J'avais pensé à " Sarebbe stato necessario che fosse venuto" ou alors plus simplement "sarebbe dovuto venire"


----------



## matoupaschat

Je ne savais pas si c'était un exercice de grammaire. Il est sûr qu'on dira plutôt "sarebbe dovuto venire". Sarebbe stato necessario che fosse venuto = il aurait fallu qu'il soit venu, (plus tôt, par ex.).


----------



## adeborts

Bonjour, et pardonnez-moi, s'il vous plaît !

Cette version, serait-elle correcte aussi ?

"Egli avrebbe dovuto venire"


----------



## Necsus

adeborts said:


> Cette version, serait-elle correcte aussi ?
> "Egli avrebbe dovuto venire"


Non, parce que l'auxiliaire du verb _venire _est _être_.


----------



## oufti

Donc la réponse est: sarebbe dovuto venire


----------



## adeborts

Necsus said:


> Non, parce que l'auxiliaire du verb _venire _est _être_.



Merci. 
Si vous me permettez, encore une question : est-ce qu'il est vrai que le mode conditionnel s'applique à "dovere" en italien comme il s'applique à "falloir" en français ? 
Le conditionnel passé de "falloir" emploie l'auxiliaire "avoir", et "dovere" emploie "avere".

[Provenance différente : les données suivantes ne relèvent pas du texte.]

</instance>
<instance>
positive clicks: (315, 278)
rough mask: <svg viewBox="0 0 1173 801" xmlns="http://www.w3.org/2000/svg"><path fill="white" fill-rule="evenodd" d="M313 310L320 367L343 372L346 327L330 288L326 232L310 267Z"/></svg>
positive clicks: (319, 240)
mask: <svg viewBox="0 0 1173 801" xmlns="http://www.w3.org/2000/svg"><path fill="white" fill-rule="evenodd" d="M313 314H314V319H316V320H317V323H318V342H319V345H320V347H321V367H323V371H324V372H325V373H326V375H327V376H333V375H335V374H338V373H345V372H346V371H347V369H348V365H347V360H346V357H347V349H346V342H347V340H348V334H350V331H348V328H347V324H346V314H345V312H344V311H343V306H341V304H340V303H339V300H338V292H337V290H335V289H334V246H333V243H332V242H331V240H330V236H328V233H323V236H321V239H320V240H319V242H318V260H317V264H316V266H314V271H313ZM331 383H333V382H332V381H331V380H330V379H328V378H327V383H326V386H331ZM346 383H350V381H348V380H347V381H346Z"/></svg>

Si ceci est vrai, donc l'auxiliaire pour "venire" ne compte pas?

Merci de m'éclairer.


----------



## Necsus

adeborts said:


> donc l'auxiliaire pour "venire" ne compte pas?


Pour "venire" l'auxiliaire compte, et il est _essere_, comme je t'ai dit, il ne compte pas pour le semi-auxiliaire _dovere, _dans ce cas-là.


----------



## sagittania

Necsus said:


> Pour "venire" l'auxiliaire compte, et il est _essere_, comme je t'ai dit, il ne compte pas pour le semi-auxiliaire _dovere, _dans ce cas-là.


Il verbo dovere, se indipendente, si coniuga con l'ausiliare avere: ho dovuto!; come verbo modale/servile, che regge cioé un altro infinito, prende l'ausiliare del verbo cui si accompagna: ho dovuto mangiare; se l'infinito cui si accompagna è intransitivo, indipendentemente dall'ausiliare richiesto da quest'ultimo, puó prendere l'ausiliare AVERE: ho dovuto  / sono dovuto andare; ho dovuto/ sono dovuto venire


----------